Family

Family jokes

Your mama is so stupid.

Your dad said, "You're driving me crazy," so your mom handed him the keys and said, "You can drive."

Your mama is so stupid. We were playing catch, and I told her to go deep. She grabbed a shovel and dug a hole.

Your mama is so ugly, she doesn't have to flush the toilet. She already scared the shit out of it.

Your mama is so ugly! It took your dad 15 years to return from getting milk.

I walked into an orphanage and a kid was crying. I asked him what was wrong and he said some kids were bullying him. I told him to go tell his parents.

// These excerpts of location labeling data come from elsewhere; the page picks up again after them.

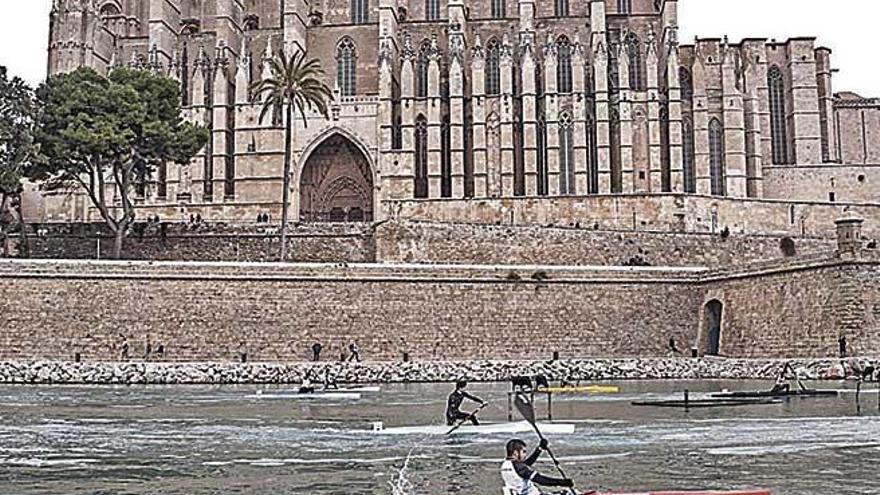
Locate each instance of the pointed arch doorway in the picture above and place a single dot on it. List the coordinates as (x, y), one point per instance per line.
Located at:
(336, 184)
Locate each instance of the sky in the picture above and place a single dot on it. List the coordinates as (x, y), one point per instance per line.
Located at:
(848, 31)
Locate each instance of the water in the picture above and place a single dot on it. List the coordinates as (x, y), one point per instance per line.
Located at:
(224, 439)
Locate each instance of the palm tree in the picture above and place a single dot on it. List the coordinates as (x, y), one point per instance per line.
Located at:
(295, 82)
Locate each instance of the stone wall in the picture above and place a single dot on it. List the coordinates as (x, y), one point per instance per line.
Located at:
(858, 122)
(275, 312)
(132, 373)
(833, 182)
(653, 212)
(216, 311)
(432, 242)
(206, 242)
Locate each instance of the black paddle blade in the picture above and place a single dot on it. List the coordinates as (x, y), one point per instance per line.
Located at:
(525, 408)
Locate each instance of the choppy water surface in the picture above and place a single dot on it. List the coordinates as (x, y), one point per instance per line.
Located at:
(212, 440)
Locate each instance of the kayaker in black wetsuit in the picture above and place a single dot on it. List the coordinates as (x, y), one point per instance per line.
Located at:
(518, 475)
(782, 386)
(453, 405)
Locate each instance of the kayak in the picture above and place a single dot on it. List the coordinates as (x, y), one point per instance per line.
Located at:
(703, 403)
(483, 429)
(768, 393)
(747, 492)
(351, 390)
(308, 396)
(588, 389)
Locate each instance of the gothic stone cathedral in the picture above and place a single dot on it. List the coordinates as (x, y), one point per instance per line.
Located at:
(446, 100)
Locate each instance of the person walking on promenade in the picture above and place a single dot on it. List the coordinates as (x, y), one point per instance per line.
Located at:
(354, 352)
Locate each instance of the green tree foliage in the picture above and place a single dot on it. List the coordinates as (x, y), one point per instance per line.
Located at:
(296, 83)
(17, 152)
(101, 134)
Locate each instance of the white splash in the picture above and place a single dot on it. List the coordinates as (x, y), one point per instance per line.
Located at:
(400, 484)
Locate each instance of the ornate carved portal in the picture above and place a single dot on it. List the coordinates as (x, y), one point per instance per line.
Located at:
(336, 184)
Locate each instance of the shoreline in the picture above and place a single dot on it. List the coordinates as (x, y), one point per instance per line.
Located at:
(45, 372)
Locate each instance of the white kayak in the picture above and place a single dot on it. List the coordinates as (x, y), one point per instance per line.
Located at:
(308, 396)
(351, 390)
(483, 429)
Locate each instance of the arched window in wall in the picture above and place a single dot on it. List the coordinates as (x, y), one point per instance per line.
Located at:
(493, 67)
(110, 9)
(360, 11)
(636, 62)
(716, 157)
(422, 70)
(688, 155)
(346, 62)
(566, 155)
(563, 65)
(561, 8)
(432, 10)
(421, 165)
(542, 156)
(778, 129)
(687, 84)
(499, 9)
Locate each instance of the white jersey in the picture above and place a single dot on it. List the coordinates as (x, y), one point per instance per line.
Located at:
(514, 484)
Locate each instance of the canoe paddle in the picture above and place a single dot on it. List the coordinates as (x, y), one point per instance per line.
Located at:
(527, 410)
(462, 421)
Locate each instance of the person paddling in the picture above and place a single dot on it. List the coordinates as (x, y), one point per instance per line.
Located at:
(453, 405)
(306, 386)
(782, 385)
(329, 381)
(518, 475)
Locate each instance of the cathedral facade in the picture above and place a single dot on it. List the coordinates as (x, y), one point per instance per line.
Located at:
(449, 100)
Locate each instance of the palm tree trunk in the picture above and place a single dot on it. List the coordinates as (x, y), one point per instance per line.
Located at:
(24, 249)
(285, 206)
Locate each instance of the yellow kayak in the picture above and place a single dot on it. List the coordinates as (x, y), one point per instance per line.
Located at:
(588, 389)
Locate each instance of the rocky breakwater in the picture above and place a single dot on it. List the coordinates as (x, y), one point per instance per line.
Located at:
(58, 372)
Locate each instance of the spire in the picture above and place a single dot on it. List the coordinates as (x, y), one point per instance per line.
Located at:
(243, 74)
(174, 67)
(477, 50)
(153, 61)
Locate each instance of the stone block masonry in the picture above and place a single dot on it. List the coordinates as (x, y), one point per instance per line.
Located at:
(206, 242)
(275, 312)
(140, 373)
(434, 242)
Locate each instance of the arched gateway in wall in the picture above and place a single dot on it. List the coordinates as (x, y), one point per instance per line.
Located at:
(713, 311)
(336, 183)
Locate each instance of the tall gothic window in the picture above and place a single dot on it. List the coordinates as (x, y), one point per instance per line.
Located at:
(563, 65)
(716, 157)
(493, 67)
(498, 9)
(636, 62)
(360, 11)
(432, 10)
(561, 8)
(566, 155)
(346, 62)
(688, 155)
(687, 84)
(778, 130)
(422, 70)
(421, 171)
(542, 156)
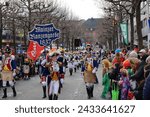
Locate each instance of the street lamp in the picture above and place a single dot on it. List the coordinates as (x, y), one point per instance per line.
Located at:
(1, 22)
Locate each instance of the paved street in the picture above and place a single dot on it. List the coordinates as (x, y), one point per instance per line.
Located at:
(73, 89)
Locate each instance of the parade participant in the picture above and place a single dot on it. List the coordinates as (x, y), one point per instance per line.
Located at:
(26, 69)
(106, 80)
(124, 84)
(118, 58)
(146, 89)
(70, 67)
(45, 63)
(89, 74)
(8, 72)
(75, 63)
(62, 64)
(54, 84)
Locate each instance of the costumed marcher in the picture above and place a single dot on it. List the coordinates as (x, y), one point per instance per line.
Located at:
(106, 80)
(8, 72)
(62, 65)
(54, 84)
(89, 74)
(124, 84)
(26, 69)
(70, 67)
(146, 89)
(45, 72)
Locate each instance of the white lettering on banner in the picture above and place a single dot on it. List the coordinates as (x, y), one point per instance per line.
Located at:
(48, 29)
(33, 52)
(45, 36)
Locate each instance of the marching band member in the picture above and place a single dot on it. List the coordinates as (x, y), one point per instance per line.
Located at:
(8, 72)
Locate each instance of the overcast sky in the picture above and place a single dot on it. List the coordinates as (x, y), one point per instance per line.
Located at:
(84, 9)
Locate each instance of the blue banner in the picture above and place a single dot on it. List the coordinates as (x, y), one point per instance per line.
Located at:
(44, 34)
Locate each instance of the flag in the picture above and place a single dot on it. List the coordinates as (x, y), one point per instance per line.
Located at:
(34, 50)
(124, 30)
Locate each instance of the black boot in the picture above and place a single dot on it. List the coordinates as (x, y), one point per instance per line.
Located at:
(44, 92)
(50, 97)
(55, 97)
(5, 93)
(91, 90)
(88, 92)
(14, 91)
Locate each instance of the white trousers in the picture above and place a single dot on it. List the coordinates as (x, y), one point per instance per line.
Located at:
(54, 87)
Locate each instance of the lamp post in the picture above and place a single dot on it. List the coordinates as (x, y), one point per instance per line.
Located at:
(1, 21)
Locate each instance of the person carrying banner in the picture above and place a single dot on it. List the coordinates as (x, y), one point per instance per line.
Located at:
(54, 84)
(45, 72)
(8, 72)
(62, 64)
(89, 74)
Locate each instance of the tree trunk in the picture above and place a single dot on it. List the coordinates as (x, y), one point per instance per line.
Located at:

College is the opposite of kidnapping. They demand $100,000 from you, or they'll send your kid back.

I once was playing with my friend and Roblox girlfriend, then one day, they cheated on me. I broke up with her and unfriended him, then I saw my mom and my uncle crying!

Me be like: ;-;

Daddy, I really miss you. Mummy changed my name to Tickle Timpson. Anyway, daddy I forgive you for abusing me.

A priest says to me, "Come up, my child." Then I said, "Do I know you? Because you're not my father."

1+1 answer 2 said all the kids, but 1 kid said 5. Then I said your mom feels embarrassed because everyday you look into the mirror, you see how empty your brain is.

Adopting a kid is like having a yard sale! I mean, if the owners don't want it anymore, what makes you think I want it?

My dad just found out and told my mom about one of their friends, Chad, who just murdered his wife, Claire. After doing that, he turned the gun on himself and committed suicide right after.

My mom's reply: "Jesus, Chad will do anything to get out of cleaning his mess, won't he?"